Control of accuracy on Taylor-collocation method to solve the weakly regular Volterra integral equations of the first kind by using the CESTAC method

TL;DR

This paper introduces a stochastic arithmetic approach using the CESTAC method to enhance the accuracy control of the Taylor-collocation method for solving weakly regular Volterra integral equations of the first kind, replacing traditional error measures.

Contribution

It develops a new accuracy control technique based on stochastic arithmetic and proves a convergence theorem for the Taylor-collocation method using CESTAC, with practical numerical examples.

Findings

The CESTAC method effectively controls accuracy in the Taylor-collocation method.

The new termination criterion improves convergence assessment.

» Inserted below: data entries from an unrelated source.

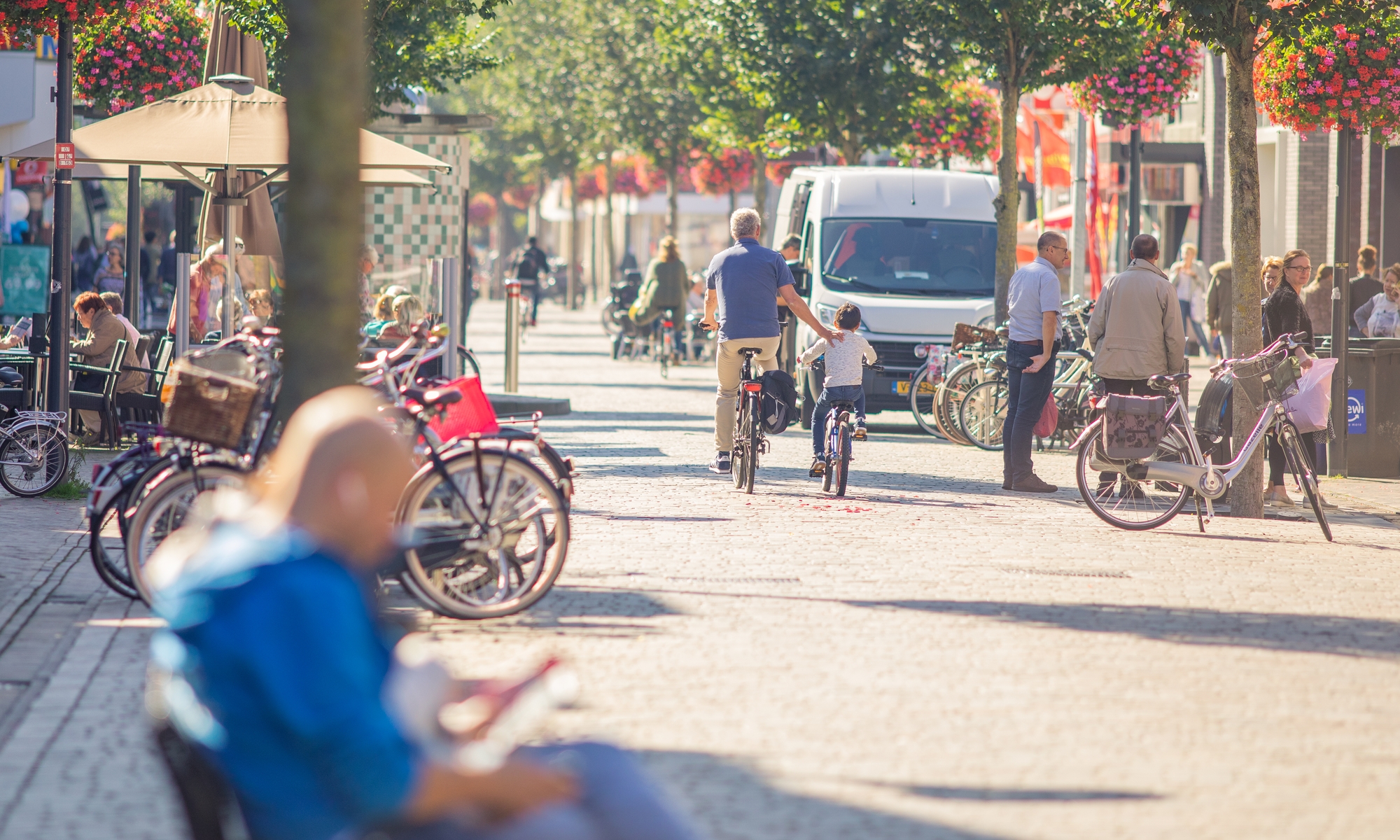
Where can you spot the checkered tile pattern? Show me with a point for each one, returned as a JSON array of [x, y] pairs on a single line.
[[410, 226]]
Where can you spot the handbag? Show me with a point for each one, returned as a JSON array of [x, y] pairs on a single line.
[[1133, 426], [1049, 421], [1311, 407]]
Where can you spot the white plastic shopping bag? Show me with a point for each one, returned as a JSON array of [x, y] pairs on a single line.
[[1308, 410]]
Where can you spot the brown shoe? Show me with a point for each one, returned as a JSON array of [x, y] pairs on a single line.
[[1034, 485]]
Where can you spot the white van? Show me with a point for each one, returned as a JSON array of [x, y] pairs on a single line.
[[916, 250]]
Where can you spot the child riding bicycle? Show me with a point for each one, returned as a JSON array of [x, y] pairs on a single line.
[[844, 380]]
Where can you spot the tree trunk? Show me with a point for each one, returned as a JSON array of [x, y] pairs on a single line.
[[761, 187], [326, 110], [572, 271], [1247, 328], [610, 243], [674, 200], [1009, 200]]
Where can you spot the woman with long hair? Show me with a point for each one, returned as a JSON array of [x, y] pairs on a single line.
[[664, 288], [202, 279]]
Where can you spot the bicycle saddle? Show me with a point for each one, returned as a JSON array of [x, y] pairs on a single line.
[[1161, 382], [435, 397]]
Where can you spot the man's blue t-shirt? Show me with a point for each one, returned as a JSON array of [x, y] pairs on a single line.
[[747, 279], [279, 642]]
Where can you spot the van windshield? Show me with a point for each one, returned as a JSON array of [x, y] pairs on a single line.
[[911, 255]]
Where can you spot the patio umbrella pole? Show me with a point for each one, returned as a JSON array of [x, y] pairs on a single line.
[[132, 295], [57, 394]]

Numerical results demonstrate the method's efficiency and accuracy.

Abstract

Finding the optimal parameters and functions of iterative methods is among the main problems of the Numerical Analysis. For this aim, a technique of the stochastic arithmetic (SA) is used to control of accuracy on Taylor-collocation method for solving first kind weakly regular integral equations (IEs). Thus, the CESTAC (Controle et Estimation Stochastique des Arrondis de Calculs) method is applied and instead of usual mathematical softwares the CADNA (Control of Accuracy and Debugging for Numerical Applications) library is used. Also, the convergence theorem of presented method is illustrated. In order to apply the CESTAC method we will prove a theorem that it will be our licence to use the new termination criterion instead of traditional absolute error. By using this theorem we can show that number of common significant digits (NCSDs) between two successive approximations are almost equal to NCSDs between exact and numerical solution. Finally, some examples are solved by using the Taylor-collocation method based on the CESTAC method. Several tables of numerical solutions based on the both arithmetics are presented. Comparison between number of iterations are demonstrated by using the floating point arithmetic (FPA) for different values of $\varepsilon$.